Как много в этом звуке… (Пронин) - страница 109

— Можно? — спросил я из коридора.

— Входите, — ответил он, не глядя. Бросил это слово, как бросают медяк в шапку надоедливому нищему, отвернув лицо в сторону, чтобы не вдохнуть неприятный запах.

Я остановился у двери. Опустил руки и скрестил их внизу, на животе. Аншеф очень правильно сидел за столом, как учат сидеть первоклассников. Что-то писал. Энергично и недовольно. Потом бросил ручку на мраморную подставку, прочел написанное и поднял глаза. Большие, почти прозрачные глаза. За тяжелыми квадратными очками они шевельнулись, как медузы в аквариуме. Да, по утрам — тысяча приседаний, еженедельно — марш-бросок на тридцать километров… И костюм, этот ужасный коричневый цвет…

— Я слушаю, — еще один медяк.

Слова, которые я говорил, тонули в его глазах, как камни в болоте. Буль! — и снова спокойно и гладко. Буль! Буль! — опять тишина и невозмутимость. Его глаза проглатывали слова, не меняя выражения, даже не двигаясь. И только за большим толстым лбом чувствовалось какое-то движение, только там расходились круги от моих слов.

Я замолчал, а он все продолжал смотреть на меня, словно ожидая услышать невесть что…

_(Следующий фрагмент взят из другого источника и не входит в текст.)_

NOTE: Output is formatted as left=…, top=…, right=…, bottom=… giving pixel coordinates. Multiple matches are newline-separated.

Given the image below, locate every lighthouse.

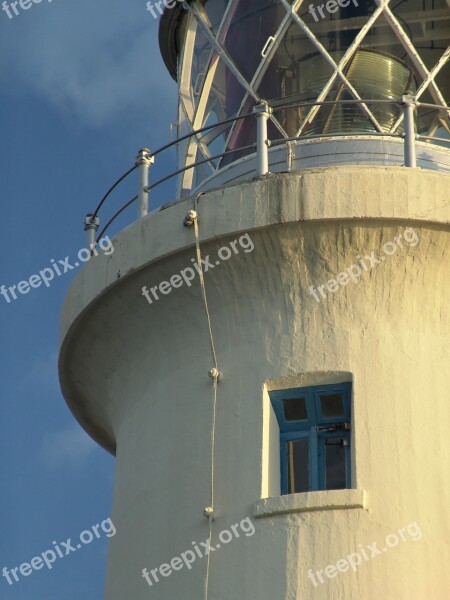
left=59, top=0, right=450, bottom=600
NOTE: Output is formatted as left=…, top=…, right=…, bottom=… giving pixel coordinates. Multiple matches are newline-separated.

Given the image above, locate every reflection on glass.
left=325, top=438, right=347, bottom=490
left=177, top=0, right=450, bottom=189
left=320, top=394, right=345, bottom=419
left=287, top=438, right=309, bottom=494
left=283, top=398, right=308, bottom=421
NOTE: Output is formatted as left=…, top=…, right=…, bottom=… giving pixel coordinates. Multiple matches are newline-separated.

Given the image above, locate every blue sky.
left=0, top=0, right=177, bottom=600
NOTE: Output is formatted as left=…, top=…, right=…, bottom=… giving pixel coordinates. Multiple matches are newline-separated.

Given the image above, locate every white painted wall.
left=60, top=167, right=450, bottom=600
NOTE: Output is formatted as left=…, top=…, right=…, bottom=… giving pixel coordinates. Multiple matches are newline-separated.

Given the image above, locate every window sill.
left=253, top=489, right=367, bottom=519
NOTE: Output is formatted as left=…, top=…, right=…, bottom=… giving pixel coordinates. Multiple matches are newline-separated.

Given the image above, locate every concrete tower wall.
left=60, top=167, right=450, bottom=600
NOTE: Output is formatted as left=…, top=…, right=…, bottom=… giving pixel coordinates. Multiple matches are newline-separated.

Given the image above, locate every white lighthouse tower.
left=60, top=0, right=450, bottom=600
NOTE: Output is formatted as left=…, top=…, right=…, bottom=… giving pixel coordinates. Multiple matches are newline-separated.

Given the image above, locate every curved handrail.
left=85, top=96, right=450, bottom=243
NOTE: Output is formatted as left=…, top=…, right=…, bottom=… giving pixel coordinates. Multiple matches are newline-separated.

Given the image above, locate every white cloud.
left=40, top=424, right=97, bottom=468
left=0, top=0, right=177, bottom=135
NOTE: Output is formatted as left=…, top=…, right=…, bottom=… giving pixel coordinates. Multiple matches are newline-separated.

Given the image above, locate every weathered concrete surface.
left=60, top=168, right=450, bottom=600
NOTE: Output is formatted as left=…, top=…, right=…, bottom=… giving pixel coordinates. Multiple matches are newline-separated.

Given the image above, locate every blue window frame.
left=270, top=383, right=351, bottom=494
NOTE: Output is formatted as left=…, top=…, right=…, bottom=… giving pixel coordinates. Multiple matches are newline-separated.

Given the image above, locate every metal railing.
left=84, top=95, right=450, bottom=247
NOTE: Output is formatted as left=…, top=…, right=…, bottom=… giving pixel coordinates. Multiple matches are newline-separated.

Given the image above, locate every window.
left=270, top=383, right=351, bottom=494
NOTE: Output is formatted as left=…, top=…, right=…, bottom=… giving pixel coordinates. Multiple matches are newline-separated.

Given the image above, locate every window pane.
left=283, top=398, right=308, bottom=421
left=287, top=438, right=309, bottom=494
left=320, top=394, right=345, bottom=419
left=325, top=438, right=347, bottom=490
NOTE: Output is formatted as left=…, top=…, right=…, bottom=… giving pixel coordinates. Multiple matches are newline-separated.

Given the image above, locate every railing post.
left=84, top=213, right=100, bottom=248
left=253, top=102, right=272, bottom=175
left=136, top=148, right=155, bottom=219
left=401, top=94, right=417, bottom=167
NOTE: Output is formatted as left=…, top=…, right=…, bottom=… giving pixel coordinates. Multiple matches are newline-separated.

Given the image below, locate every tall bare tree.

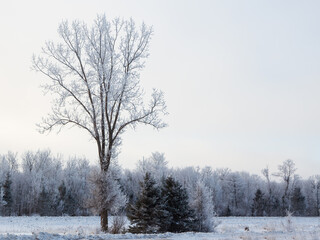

— Прийти-то вы пришли, и извиниться — извинились, а вот раскаяться в своем поступке — не раскаялись.

Он встал, подошел к окну, заложив руки за спину, принялся рассматривать горизонт. Потом резко обернулся.

— Молчите? Значит согласны? Думаете, я не знаю, почему вы пришли? Страшно вам. Квартира нужна. Должность. Денюжки, — он посучил пальцами перед моим носом. — Ну?

Я замолчал. Но почти с радостью почувствовал, как заворочался во мне тот самый нахал, опять заворочался, будто учуял что-то.

— А за ту девицу, прости господи, чего это вы вздумали заступаться?

До сих пор помню, как перед поцелуем, самым первым, запрещенным, ночным, у меня налились тяжестью губы. Они казались мне громадными и какими-то несуразными, как после обезболивающего укола. А перед дракой, когда отступать поздно или нельзя, наливаются тяжестью руки. А при желании удрать — ноги. Сейчас я почувствовал, как тяжелею весь, задубеваю…

— Романчик?! — две зеленоватые медузы замерли у самого моего лица.

А дальше я помню только, как бесчувственно взлетела моя рука, как отпрянули побелевшие медузы и глухо хрустнули под ногой квадратные очки.

Дверь с табличкой отчалила от меня и поплыла, покачиваясь и уменьшаясь в размерах. Странное дело — в душе вдруг стало легко, будто освободилось место для других желаний и поступков. Наступила такая освобожденность, будто я, наконец, сделал очень нужное и важное дело, приступить к которому долго не решался.